Webb v. Goldsmith

In an effort to discharge the burden which rested upon him to show, prima facie at least, that he had title to the land (Atkinson v. Shelton,160 S.W. 316), appellee proved that certificate No. 447, issued to Joseph Beaty, was conveyed to John McKinney September 2, 1839, and then proved that on April 30, 1874, the administrator de bonis non of McKinney's estate sold and, as directed by the probate court, conveyed said certificate to S.W. Weaver, whose title he (appellee) had acquired.

The conclusion of the trial court that the effect of the conveyance by the administrator was to pass the title to the land in controversy to Weaver is attacked as erroneous, because it appeared, appellants insist, that before said conveyance was made the land had been located by virtue of a duplicate of said certificate No. 447. If it did so appear, then the contention must be sustained, for it is settled by decision of the Supreme Court "that a sale by an administrator of a certificate after it has been located," quoting the language of Chief Justice Gaines in Thompson v. Langdon, 87 Tex. 259, 28 S.W. 935, "will not pass the title to the land." East v. Dugan, 79 Tex. 329, 15 S.W. 273; Hume v. Ware,87 Tex. 383, 28 S.W. 935; Whittaker v. Thayer, 48 Tex. Civ. App. 508,110 S.W. 788; Lubbock v. Binns, 20 Tex. Civ. App. 401, 50 S.W. 586.

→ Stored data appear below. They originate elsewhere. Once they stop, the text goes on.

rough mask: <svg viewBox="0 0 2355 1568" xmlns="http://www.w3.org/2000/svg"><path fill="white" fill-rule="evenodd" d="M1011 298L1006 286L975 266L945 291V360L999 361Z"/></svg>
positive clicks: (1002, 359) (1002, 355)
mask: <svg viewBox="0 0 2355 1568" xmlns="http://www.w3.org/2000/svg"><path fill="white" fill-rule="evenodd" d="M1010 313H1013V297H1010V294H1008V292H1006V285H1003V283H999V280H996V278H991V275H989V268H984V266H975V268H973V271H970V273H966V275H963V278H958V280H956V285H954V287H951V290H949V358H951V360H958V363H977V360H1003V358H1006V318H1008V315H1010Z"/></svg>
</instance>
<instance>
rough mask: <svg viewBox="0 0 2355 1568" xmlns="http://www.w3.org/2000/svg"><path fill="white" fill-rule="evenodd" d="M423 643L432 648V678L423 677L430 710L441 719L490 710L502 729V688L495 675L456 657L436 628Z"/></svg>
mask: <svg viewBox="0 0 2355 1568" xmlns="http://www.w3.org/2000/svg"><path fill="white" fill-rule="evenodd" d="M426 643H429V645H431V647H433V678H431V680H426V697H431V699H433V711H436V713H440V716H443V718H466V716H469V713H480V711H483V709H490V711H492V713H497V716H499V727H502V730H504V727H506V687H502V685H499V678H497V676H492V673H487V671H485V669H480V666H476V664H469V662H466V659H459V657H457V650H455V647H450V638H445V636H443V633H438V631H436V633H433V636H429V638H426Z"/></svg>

As establishing their contention appellants point to the parts of the record which show that a survey of the land was made December 2, 1872, by virtue of the duplicate certificate; that field notes of the survey were returned to and filed in the General Land Office March 25, 1873; that the survey was corrected by field notes made July 13, 1874, and again by field notes made September 3, 1874; and that the survey as corrected by the field notes last mentioned was patented October 29, 1874.

Combating appellants' contention, appellee insists that under the statute then in force, to wit, Act Aug. 30, 1856 (article 4573, P. D.), a survey of land by virtue of a certificate was not a "location" of the certificate within the meaning of the decisions of the Supreme Court referred to above. The argument is that by force of said Act Aug. 30, 1856, a land certificate could be "located" in no other *Page 691 way than by filing it, with an application for a survey of described land, with the surveyor.

We think the provisions of the act itself are a satisfactory answer to the argument. Declaring it to be the duty of the surveyor to keep in his office a "book as a register of entries" and to register therein "entries or applications for land in his county," the act directed him to —

"require the applicant to file his land certificate or scrip or other legal evidence of title to land, together with a written entry or application particularly describing the claim to be surveyed, the date of the entry or application, and the land applied for, in his office which he shall not allow to be taken from thence, until the same is returned, together with the field notes, to the General Land Office but the survey shall be made by a copy of the entry, and strictly in accordance with the same provided, that nothing in this act shall be so construed as to prevent holders of certificated or scrip from having the same surveyed with out entry. But such survey shall not have a preference, or give any right over a location or entry of the same land previously made in the proper office."

It is plain, we think, that the purpose of the Legislature in authorizing the location of public land by "entry" was not to provide an exclusive way, but another way than by a survey thereof, for the owner of a land certificate to effectually appropriate public land to the satisfaction of such certificate. The Supreme Court, construing said Act Aug. 30, 1856, expressly held in Ward v. Conner, 33 Tex. 549, that —

"Either a survey, actually made, or a file in the district surveyor's office, is a legal preliminary step towards acquiring title to the land."

And under the statute after it had been so amended as to eliminate the proviso declaring it was not to be so construed as to prevent holders of certificates from having same surveyed without entry, the court held in Eyl v. State, 37 Tex. Civ. App. 297, 84 S.W. 607, that the failure of the owner —

"to make a written entry or application * * * would be an irregularity which would not render void the location and survey made by the surveyor by virtue of said certificate.

And see Compton v. Hatch, 135 S.W. 1052.

Appellee argues as another reason why the survey made December 2, 1872, was not a "location" of the certificate the fact that the survey as then made was an incorrect one, and was not corrected so as to properly describe the land until September 3, 1874, which was after said certificate No. 447 had been conveyed by McKinney's administrator to Weaver. An examination of the field notes shows that the calls therein included the land as finally surveyed and patented, and that the inaccuracies were merely as to distances on the ground between points identified by the calls. It is clear that such errors in field notes did not warrant a holding that the survey evidenced by same was not a valid location of the land.

The conclusion reached that appellee failed to show that he had title to the land necessitates a reversal of the judgment, and probably warrants the rendition here of judgment that he take nothing by his suit; but we think the cause, instead, should be remanded to the court below for a new trial, and an order to that effect will accordingly be entered here.